Guidelines for Red Hen Developers

Introduction

Guidelines for people who join or create a project team, especially one involving coding.

Related pages

Google Summer of Coders 2018

  • Name | Mentor | Topic | Github | Blog | Case HPC
  • Ahmed Ismail -- Turner -- ASR -- github -- blog 
  • Ajinkya Takawale -- Singla -- AVSR -- github -- blog 
  • Awani Mishra -- Bonazzi -- segmentation -- github? -- blog? 
  • Burhan Ul Tayyab -- Steen -- OCR -- github -- blog -- old blog
  • Devendra Yadav -- Bhatt
  • Gyanesh Malhotra -- Bhatt
  • Shuwei Xu -- Turner -- ASR -- github -- blog 
  • Sumit Vohra -- Bhatt
  • Vaibhav Gupta -- Uhrig -- annotator -- github? -- blog? 
  • Vikrant Goyal -- Singla -- translation -- github -- blog -- vxg195 
  • Vinay Chandragiri -- Bhatt
  • Zhaoqing Xu --Turner -- ASR -- github -- blog 

Standard Operating Guidelines

Networking your data, activity, and code

  • The overarching goal is to place code you develop into production in a Red Hen pipeline, and to place data you use into a networked resource list. Your work should be available to other, and future Red Hens. Some specifics:
    • A complete instance of the Red Hen dataset is present on the server Gallina, which is located inside the Case Western Reserve University's High-Performance Computing Cluster; this is where Red Hen builds its main information processing pipelines
    • To contribute effectively to Red Hen, you will probably need to establish an account as a member of Mark Turner's mbt8 HPC team at Case. We expect your functional code to reside there and to be either in production or available for further development by your team or future members of the team.
    • Except for special cases involving confidentiality, proprietary restrictions, etc., your data must be available generally, with specification of how to locate it, or on a Red Hen server (e.g. gallina) for other Red Hens.

Red Hen dataset

The entire Red Hen dataset of nearly 500,000 video and text files from television news recordings is available inside the Case HPC cluster, mounted on /mnt/rds/redhen/gallina/tv.
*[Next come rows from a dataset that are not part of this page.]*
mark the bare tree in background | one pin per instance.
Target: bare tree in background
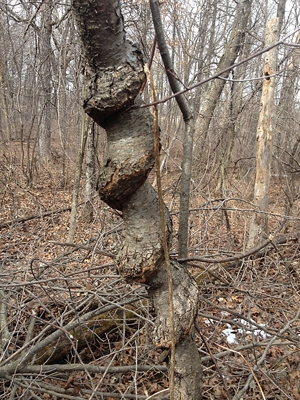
(259, 222)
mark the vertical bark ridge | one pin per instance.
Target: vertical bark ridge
(123, 185)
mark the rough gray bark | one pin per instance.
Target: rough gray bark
(186, 167)
(114, 70)
(259, 223)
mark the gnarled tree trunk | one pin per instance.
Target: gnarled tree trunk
(114, 71)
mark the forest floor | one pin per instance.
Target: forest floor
(248, 328)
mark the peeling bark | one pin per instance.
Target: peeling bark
(259, 223)
(114, 70)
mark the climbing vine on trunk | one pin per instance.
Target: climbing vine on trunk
(114, 70)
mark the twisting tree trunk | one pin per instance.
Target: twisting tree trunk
(114, 71)
(259, 224)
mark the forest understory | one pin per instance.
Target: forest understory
(84, 332)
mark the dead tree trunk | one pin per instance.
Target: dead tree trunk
(114, 71)
(259, 223)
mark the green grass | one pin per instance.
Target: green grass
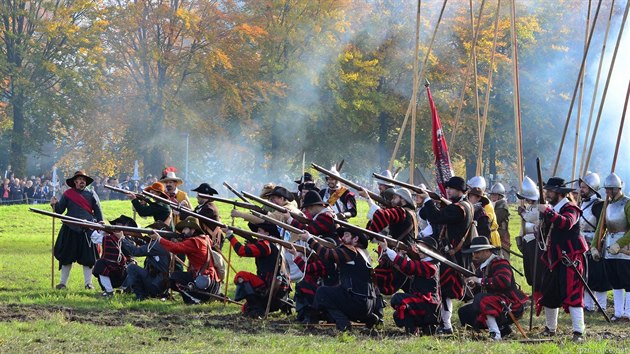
(33, 317)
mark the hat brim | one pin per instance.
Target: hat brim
(478, 248)
(70, 181)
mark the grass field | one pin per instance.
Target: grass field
(36, 318)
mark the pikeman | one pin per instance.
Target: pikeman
(158, 210)
(499, 293)
(417, 309)
(561, 284)
(354, 299)
(614, 235)
(340, 198)
(528, 241)
(152, 280)
(171, 182)
(256, 288)
(592, 206)
(502, 212)
(73, 243)
(401, 219)
(111, 268)
(201, 277)
(457, 231)
(207, 208)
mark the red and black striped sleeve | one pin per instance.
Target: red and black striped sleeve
(500, 276)
(384, 217)
(256, 249)
(339, 255)
(415, 267)
(569, 216)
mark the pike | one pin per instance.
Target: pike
(412, 188)
(236, 193)
(351, 184)
(404, 247)
(291, 228)
(296, 216)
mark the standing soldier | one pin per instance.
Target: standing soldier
(340, 199)
(614, 235)
(457, 224)
(73, 243)
(561, 284)
(501, 210)
(591, 210)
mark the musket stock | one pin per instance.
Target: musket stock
(351, 184)
(296, 216)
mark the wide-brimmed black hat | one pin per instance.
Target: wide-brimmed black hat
(429, 242)
(458, 183)
(363, 241)
(558, 185)
(306, 178)
(124, 220)
(281, 192)
(190, 222)
(479, 243)
(205, 188)
(312, 198)
(269, 228)
(80, 173)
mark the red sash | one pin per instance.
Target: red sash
(78, 199)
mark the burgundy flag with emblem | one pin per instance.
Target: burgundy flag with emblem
(443, 171)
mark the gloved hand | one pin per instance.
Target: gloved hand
(595, 254)
(614, 248)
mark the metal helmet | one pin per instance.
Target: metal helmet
(498, 188)
(613, 181)
(405, 194)
(529, 190)
(592, 180)
(478, 182)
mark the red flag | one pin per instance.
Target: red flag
(443, 170)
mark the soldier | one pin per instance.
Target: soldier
(528, 241)
(339, 198)
(561, 285)
(495, 238)
(457, 230)
(613, 232)
(501, 210)
(591, 206)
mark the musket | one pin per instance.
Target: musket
(126, 229)
(351, 184)
(292, 228)
(411, 187)
(236, 193)
(235, 203)
(302, 219)
(395, 244)
(124, 191)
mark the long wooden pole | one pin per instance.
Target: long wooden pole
(414, 95)
(596, 88)
(575, 89)
(476, 82)
(516, 94)
(610, 71)
(486, 104)
(467, 76)
(579, 115)
(621, 125)
(422, 73)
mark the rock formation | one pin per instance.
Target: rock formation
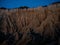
(34, 26)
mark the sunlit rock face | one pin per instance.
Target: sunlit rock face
(32, 26)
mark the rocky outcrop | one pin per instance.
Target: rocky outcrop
(32, 26)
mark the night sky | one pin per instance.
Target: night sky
(29, 3)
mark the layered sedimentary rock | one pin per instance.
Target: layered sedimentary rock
(32, 26)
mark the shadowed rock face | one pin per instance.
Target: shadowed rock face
(37, 26)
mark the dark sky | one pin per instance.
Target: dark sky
(29, 3)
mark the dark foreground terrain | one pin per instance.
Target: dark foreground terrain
(35, 26)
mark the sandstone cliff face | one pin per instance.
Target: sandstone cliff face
(36, 26)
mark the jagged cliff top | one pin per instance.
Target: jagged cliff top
(32, 26)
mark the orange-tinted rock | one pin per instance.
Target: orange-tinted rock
(36, 26)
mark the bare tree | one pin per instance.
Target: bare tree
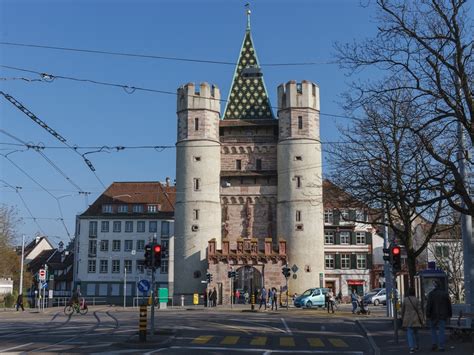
(424, 48)
(382, 165)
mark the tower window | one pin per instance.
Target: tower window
(197, 183)
(300, 122)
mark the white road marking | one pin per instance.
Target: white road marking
(288, 330)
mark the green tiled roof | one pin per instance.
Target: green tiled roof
(248, 97)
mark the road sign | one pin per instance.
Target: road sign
(42, 274)
(143, 286)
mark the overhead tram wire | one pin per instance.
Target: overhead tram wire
(158, 57)
(131, 89)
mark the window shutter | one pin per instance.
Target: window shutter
(368, 238)
(353, 261)
(353, 239)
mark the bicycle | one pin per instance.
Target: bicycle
(76, 307)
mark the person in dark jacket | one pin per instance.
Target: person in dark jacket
(438, 311)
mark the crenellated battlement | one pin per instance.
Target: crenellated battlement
(204, 97)
(303, 95)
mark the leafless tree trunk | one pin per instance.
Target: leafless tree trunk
(423, 48)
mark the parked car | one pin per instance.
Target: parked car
(312, 297)
(377, 296)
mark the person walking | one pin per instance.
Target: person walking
(438, 310)
(412, 319)
(331, 300)
(19, 303)
(354, 300)
(263, 298)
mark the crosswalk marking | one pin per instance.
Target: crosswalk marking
(259, 341)
(202, 339)
(315, 342)
(287, 341)
(339, 343)
(230, 340)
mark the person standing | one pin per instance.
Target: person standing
(354, 300)
(263, 298)
(438, 310)
(412, 319)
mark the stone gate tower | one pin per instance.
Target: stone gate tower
(300, 210)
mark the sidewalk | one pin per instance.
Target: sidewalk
(381, 335)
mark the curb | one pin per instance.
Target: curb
(364, 330)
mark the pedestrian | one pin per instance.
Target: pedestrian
(263, 298)
(438, 310)
(19, 302)
(330, 295)
(412, 319)
(354, 300)
(274, 299)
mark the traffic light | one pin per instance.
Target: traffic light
(157, 251)
(148, 256)
(396, 254)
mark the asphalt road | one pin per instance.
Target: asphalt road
(202, 331)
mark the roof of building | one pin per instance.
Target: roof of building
(248, 97)
(148, 192)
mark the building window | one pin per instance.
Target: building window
(329, 261)
(117, 226)
(298, 216)
(92, 247)
(361, 261)
(107, 209)
(328, 237)
(127, 264)
(152, 209)
(123, 209)
(116, 245)
(104, 266)
(360, 238)
(196, 184)
(128, 245)
(328, 217)
(345, 237)
(441, 251)
(152, 226)
(93, 229)
(115, 266)
(91, 265)
(138, 208)
(300, 122)
(128, 226)
(345, 261)
(140, 245)
(104, 226)
(165, 228)
(104, 245)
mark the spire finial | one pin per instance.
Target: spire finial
(247, 6)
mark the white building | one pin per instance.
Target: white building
(111, 238)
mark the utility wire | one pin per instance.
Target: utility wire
(131, 89)
(159, 57)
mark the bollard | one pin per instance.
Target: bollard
(142, 323)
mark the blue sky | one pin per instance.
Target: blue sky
(89, 115)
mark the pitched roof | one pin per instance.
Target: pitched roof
(148, 192)
(248, 97)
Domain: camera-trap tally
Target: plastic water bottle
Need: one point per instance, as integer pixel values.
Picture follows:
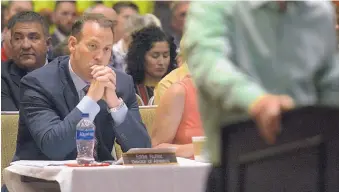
(85, 140)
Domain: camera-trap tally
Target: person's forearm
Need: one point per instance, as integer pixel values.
(185, 150)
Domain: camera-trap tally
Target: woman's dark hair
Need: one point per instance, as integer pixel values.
(142, 42)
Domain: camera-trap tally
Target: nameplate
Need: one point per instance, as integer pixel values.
(150, 157)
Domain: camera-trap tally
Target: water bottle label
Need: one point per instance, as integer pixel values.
(85, 134)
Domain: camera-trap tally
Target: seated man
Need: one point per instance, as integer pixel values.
(29, 41)
(54, 97)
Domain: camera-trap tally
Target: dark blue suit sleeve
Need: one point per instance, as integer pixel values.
(131, 133)
(54, 137)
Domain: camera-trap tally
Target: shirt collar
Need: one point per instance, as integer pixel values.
(78, 82)
(59, 35)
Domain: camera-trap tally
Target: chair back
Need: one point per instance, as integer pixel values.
(9, 132)
(147, 115)
(151, 101)
(304, 158)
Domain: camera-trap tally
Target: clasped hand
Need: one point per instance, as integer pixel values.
(103, 85)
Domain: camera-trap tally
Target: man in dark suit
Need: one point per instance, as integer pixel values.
(29, 40)
(54, 97)
(63, 17)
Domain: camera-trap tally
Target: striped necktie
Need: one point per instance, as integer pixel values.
(95, 154)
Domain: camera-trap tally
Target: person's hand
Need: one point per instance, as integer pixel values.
(106, 74)
(96, 90)
(266, 112)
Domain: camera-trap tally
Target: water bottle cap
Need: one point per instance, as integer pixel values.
(85, 115)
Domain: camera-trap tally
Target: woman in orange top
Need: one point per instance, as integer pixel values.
(177, 119)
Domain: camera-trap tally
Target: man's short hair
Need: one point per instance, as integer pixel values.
(9, 4)
(94, 17)
(125, 4)
(28, 17)
(175, 4)
(57, 3)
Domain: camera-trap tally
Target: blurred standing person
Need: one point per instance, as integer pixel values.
(63, 17)
(257, 59)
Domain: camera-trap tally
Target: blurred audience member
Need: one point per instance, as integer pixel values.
(151, 56)
(132, 24)
(162, 10)
(13, 7)
(124, 10)
(258, 59)
(63, 17)
(61, 49)
(106, 11)
(179, 10)
(174, 76)
(177, 119)
(30, 40)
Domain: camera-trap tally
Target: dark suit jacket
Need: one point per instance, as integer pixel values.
(48, 116)
(10, 81)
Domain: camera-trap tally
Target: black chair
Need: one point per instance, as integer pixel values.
(304, 159)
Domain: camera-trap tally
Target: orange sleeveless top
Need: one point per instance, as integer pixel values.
(190, 124)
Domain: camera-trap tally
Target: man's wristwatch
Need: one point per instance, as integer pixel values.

Files are organized by date -- that is to say, by year, month, and day. Each individual recording of a television news program will have a series of files with the same name and different extensions, for instance:

drwxr-xr-x 2 tna tna     57344 May 22 06:49 2018-05-22_0600_US_KMEX_Noticias_34_Edición_Nocturna.img
-rw-r--r-- 1 tna tna    380158 May 22 06:49 2018-05-22_0600_US_KMEX_Noticias_34_Edición_Nocturna.jpg
-rw-r--r-- 1 tna tna 124433419 May 22 06:43 2018-05-22_0600_US_KMEX_Noticias_34_Edición_Nocturna.mp4
-rw-r--r-- 1 tna tna     13980 May 22 07:01 2018-05-22_0600_US_KMEX_Noticias_34_Edición_Nocturna.ocr
-rw-r--r-- 1 tna tna     47207 May 22 06:30 2018-05-22_0600_US_KMEX_Noticias_34_Edición_Nocturna.txt

For a detailed description of the data, see Red Hen data format.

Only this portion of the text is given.